As the contributing authors to this study, JB, and YO act as the Editors of the journal. It is hereby declared that their associations with the journal have neither influenced the review process nor affected the acceptance of the study.

Ethical approval

Not applicable.

Acknowledgment

Authors would like to acknowledge the Iranian National Science Foundation (INSF) for the financial support (Grant No: 93030668), the Research Center for Pharmaceutical Nanotechnology at Tabriz University of Medical Sciences and the Department of Chemical and Petroleum Engineering at the University of Tabriz.

√ Stimuli responsive nanocarriers as advanced drug delivery system (DDS) are able to release the entrapped drugs efficiently in response to specific stimuli (e.g., pH, enzymes, temperature, light, ultrasound, magnetic field, etc.).

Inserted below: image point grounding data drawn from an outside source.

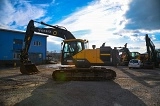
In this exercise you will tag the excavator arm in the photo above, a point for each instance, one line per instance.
(56, 31)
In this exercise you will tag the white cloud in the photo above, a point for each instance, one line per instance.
(99, 17)
(18, 13)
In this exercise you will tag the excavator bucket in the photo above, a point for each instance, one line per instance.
(28, 69)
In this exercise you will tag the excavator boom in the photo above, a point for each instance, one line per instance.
(88, 64)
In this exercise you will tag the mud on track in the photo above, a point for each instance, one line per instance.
(132, 87)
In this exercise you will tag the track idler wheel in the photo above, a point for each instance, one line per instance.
(59, 75)
(28, 69)
(110, 74)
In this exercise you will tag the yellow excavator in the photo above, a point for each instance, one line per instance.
(78, 62)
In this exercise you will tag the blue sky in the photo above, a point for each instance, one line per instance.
(115, 22)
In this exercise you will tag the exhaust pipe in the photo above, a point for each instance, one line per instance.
(28, 69)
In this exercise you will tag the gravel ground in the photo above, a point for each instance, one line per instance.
(132, 87)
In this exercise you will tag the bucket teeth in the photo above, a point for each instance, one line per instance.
(28, 69)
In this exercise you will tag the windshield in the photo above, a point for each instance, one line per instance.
(72, 48)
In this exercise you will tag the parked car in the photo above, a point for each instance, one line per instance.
(135, 63)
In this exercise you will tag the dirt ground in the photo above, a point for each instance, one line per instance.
(132, 87)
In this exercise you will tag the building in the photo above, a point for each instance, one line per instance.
(11, 44)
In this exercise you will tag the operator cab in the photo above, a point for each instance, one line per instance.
(70, 48)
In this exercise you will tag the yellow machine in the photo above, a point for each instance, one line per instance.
(89, 64)
(126, 55)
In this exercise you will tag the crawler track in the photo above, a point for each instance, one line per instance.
(83, 74)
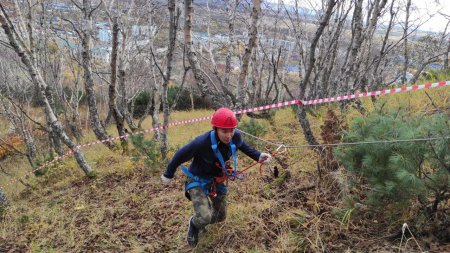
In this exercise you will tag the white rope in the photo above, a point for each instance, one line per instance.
(347, 143)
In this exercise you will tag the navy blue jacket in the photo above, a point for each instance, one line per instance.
(204, 161)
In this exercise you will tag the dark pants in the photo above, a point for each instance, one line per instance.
(207, 210)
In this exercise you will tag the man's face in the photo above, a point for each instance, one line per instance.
(225, 135)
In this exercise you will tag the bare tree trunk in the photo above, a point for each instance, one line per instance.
(54, 140)
(351, 65)
(446, 55)
(301, 114)
(17, 120)
(174, 14)
(312, 49)
(217, 99)
(231, 12)
(86, 34)
(118, 118)
(405, 42)
(241, 102)
(28, 59)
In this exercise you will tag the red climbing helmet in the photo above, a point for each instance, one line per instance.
(224, 118)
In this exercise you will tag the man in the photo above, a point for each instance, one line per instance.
(210, 169)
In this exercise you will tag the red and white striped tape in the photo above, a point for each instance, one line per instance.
(260, 108)
(267, 107)
(376, 93)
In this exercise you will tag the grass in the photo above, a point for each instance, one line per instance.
(126, 208)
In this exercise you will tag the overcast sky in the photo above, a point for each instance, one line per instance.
(428, 7)
(422, 11)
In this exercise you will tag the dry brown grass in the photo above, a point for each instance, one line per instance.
(126, 208)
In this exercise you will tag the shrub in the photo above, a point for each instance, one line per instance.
(399, 174)
(149, 149)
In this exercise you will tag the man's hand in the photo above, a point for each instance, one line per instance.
(265, 158)
(165, 179)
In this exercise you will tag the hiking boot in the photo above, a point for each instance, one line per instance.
(192, 237)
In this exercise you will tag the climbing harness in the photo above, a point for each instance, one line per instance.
(211, 186)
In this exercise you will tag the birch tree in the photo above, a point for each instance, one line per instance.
(24, 47)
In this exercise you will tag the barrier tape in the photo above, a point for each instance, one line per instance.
(376, 93)
(259, 108)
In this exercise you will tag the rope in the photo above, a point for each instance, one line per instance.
(347, 143)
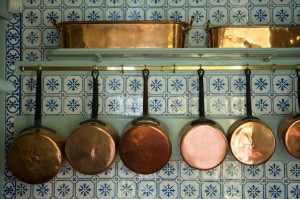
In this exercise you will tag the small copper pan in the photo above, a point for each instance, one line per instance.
(91, 148)
(145, 146)
(36, 155)
(251, 141)
(203, 144)
(289, 130)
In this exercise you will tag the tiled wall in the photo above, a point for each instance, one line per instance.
(28, 36)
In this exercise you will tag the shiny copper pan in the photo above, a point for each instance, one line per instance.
(145, 147)
(91, 148)
(251, 141)
(289, 130)
(37, 154)
(203, 144)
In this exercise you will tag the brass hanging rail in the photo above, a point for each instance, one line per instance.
(173, 68)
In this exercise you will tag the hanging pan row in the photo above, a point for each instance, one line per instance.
(37, 154)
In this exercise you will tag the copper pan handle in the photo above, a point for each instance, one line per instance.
(54, 23)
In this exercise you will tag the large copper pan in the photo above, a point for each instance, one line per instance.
(203, 144)
(91, 148)
(37, 154)
(251, 141)
(145, 147)
(122, 34)
(254, 36)
(289, 129)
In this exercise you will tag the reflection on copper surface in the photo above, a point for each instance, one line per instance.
(204, 147)
(252, 143)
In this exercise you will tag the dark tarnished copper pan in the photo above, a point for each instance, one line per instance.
(36, 155)
(203, 144)
(251, 141)
(289, 130)
(91, 148)
(145, 146)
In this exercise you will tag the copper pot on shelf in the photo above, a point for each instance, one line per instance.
(92, 146)
(289, 129)
(145, 146)
(203, 144)
(251, 141)
(37, 154)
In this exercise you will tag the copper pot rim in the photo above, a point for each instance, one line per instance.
(243, 122)
(219, 130)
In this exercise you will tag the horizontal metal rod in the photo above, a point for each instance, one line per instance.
(156, 68)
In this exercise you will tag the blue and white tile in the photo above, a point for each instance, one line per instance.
(105, 189)
(254, 172)
(63, 189)
(187, 172)
(72, 105)
(177, 105)
(293, 190)
(253, 190)
(189, 189)
(126, 189)
(275, 190)
(52, 105)
(31, 17)
(114, 105)
(218, 84)
(211, 174)
(170, 170)
(218, 105)
(114, 84)
(32, 55)
(260, 15)
(261, 105)
(282, 15)
(239, 16)
(134, 105)
(32, 37)
(84, 189)
(282, 84)
(218, 16)
(73, 84)
(283, 105)
(52, 84)
(211, 190)
(293, 170)
(238, 105)
(232, 190)
(168, 189)
(22, 190)
(147, 189)
(232, 170)
(274, 170)
(157, 105)
(42, 190)
(176, 85)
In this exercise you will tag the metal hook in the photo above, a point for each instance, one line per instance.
(274, 68)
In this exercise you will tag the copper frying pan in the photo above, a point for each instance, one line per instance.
(289, 129)
(91, 148)
(251, 141)
(36, 155)
(145, 146)
(203, 144)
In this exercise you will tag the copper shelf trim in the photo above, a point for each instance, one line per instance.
(173, 68)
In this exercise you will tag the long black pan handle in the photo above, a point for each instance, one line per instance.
(38, 100)
(248, 92)
(201, 93)
(95, 102)
(145, 96)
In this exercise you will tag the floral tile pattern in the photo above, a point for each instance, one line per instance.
(31, 33)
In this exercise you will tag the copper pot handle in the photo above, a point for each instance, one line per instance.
(54, 23)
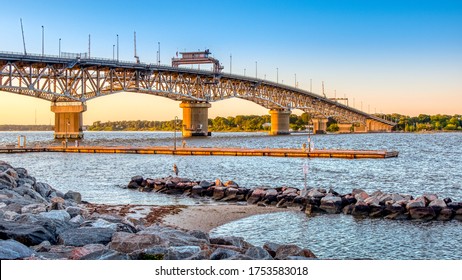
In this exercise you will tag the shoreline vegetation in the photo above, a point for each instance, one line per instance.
(254, 123)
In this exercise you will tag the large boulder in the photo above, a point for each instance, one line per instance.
(60, 215)
(256, 196)
(437, 205)
(75, 196)
(222, 254)
(422, 213)
(86, 235)
(129, 242)
(361, 209)
(331, 204)
(445, 214)
(219, 192)
(12, 250)
(27, 234)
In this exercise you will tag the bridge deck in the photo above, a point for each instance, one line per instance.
(212, 151)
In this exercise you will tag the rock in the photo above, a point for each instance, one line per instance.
(45, 246)
(43, 189)
(129, 242)
(34, 208)
(347, 210)
(57, 203)
(27, 234)
(256, 196)
(422, 213)
(455, 205)
(271, 248)
(430, 197)
(60, 215)
(181, 252)
(12, 250)
(285, 251)
(82, 236)
(79, 252)
(230, 194)
(418, 203)
(105, 255)
(258, 253)
(75, 196)
(78, 220)
(222, 254)
(219, 193)
(76, 211)
(200, 235)
(458, 215)
(137, 180)
(361, 196)
(231, 240)
(445, 214)
(197, 191)
(437, 205)
(231, 184)
(240, 257)
(9, 215)
(361, 209)
(331, 204)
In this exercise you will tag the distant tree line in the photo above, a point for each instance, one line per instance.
(18, 127)
(262, 123)
(425, 122)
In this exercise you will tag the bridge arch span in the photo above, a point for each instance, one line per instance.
(62, 80)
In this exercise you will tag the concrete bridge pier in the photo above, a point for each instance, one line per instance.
(280, 121)
(195, 118)
(319, 125)
(68, 119)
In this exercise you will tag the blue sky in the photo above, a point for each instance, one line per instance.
(391, 56)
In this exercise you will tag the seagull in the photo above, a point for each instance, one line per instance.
(175, 169)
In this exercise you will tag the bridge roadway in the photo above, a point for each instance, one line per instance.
(210, 151)
(68, 82)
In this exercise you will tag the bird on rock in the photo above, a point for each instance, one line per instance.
(175, 169)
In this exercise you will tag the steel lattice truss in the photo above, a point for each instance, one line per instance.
(70, 80)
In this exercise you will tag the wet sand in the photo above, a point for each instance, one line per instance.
(207, 217)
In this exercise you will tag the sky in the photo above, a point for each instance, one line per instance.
(384, 56)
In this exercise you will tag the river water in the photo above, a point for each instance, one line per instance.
(427, 163)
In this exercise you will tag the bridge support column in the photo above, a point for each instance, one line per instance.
(344, 127)
(195, 118)
(319, 126)
(68, 119)
(280, 121)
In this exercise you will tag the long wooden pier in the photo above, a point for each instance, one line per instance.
(211, 151)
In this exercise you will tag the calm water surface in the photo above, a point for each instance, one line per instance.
(427, 163)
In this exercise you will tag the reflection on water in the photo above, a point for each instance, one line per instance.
(427, 163)
(344, 237)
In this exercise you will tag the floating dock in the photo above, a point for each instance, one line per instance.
(211, 151)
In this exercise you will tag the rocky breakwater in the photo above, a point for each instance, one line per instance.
(40, 222)
(314, 201)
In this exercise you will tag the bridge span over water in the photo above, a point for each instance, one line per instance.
(68, 82)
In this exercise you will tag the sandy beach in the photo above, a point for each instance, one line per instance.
(207, 217)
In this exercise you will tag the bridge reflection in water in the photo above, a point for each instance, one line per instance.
(68, 82)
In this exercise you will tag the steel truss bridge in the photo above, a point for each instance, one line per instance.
(79, 79)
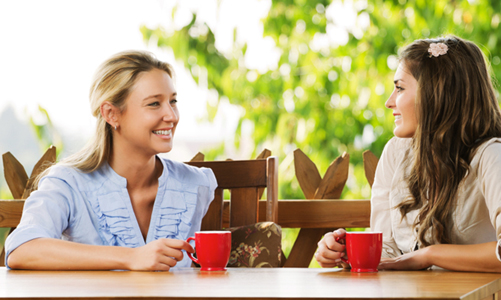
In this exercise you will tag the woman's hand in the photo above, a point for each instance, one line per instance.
(159, 255)
(416, 260)
(330, 251)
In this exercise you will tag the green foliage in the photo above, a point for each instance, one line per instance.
(45, 131)
(326, 99)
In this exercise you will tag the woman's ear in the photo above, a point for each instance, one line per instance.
(110, 113)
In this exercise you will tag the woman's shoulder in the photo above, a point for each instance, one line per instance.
(74, 177)
(489, 150)
(189, 174)
(397, 144)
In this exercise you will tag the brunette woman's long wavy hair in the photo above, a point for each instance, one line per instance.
(457, 111)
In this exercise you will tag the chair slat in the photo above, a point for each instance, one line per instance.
(15, 175)
(10, 212)
(213, 220)
(237, 174)
(244, 208)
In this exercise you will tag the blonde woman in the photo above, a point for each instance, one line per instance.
(437, 193)
(116, 204)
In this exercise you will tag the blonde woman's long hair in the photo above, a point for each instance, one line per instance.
(457, 111)
(112, 82)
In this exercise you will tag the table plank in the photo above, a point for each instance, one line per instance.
(243, 283)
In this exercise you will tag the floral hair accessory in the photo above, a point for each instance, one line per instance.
(437, 49)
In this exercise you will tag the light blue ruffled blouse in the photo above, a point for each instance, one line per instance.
(95, 208)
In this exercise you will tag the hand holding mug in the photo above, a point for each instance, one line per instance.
(213, 249)
(364, 250)
(331, 249)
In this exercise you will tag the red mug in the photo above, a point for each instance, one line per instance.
(213, 249)
(363, 250)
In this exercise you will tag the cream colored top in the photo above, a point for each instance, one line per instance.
(477, 217)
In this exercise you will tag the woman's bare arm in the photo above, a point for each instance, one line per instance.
(473, 258)
(55, 254)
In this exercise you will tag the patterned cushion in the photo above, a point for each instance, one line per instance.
(256, 246)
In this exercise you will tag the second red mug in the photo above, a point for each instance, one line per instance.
(213, 249)
(363, 250)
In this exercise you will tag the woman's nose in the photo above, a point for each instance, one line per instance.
(390, 103)
(170, 114)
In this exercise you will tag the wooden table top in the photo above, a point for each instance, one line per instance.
(239, 283)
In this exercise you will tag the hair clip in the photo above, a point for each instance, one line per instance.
(437, 49)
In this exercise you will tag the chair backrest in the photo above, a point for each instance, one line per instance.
(10, 216)
(245, 179)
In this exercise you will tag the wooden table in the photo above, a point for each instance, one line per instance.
(279, 283)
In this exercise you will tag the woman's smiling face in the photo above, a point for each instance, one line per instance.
(402, 102)
(151, 115)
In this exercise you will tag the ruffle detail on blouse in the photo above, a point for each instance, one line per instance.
(176, 213)
(115, 224)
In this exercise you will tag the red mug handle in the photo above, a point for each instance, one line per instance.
(189, 254)
(343, 259)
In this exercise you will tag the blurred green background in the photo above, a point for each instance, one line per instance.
(331, 72)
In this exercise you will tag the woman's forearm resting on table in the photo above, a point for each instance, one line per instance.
(54, 254)
(473, 258)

√ As a natural polymer, chitosan is highly biocompatible and biodegradable.

√ Chitosan can be modified with different agents becoming a smart multifunctional DDS.

√ Dual stimuli-responsive DDSs consisting of two stimuli provide an improved drug delivery platform for an enhanced cancer therapy.

√ Chitosan-based multimodal stimuli-responsive nanoplatforms can be used as a theranostic for simultaneous imaging and therapy of cancer.

√ Chitosan-based stimuli-responsive nanoplatforms can be designed to benefit from both passive and active targeting mechanisms.

√ Chitosan-based multimodal stimuli-responsive nanoplatforms can be used as an alternative to the conventional chemotherapies.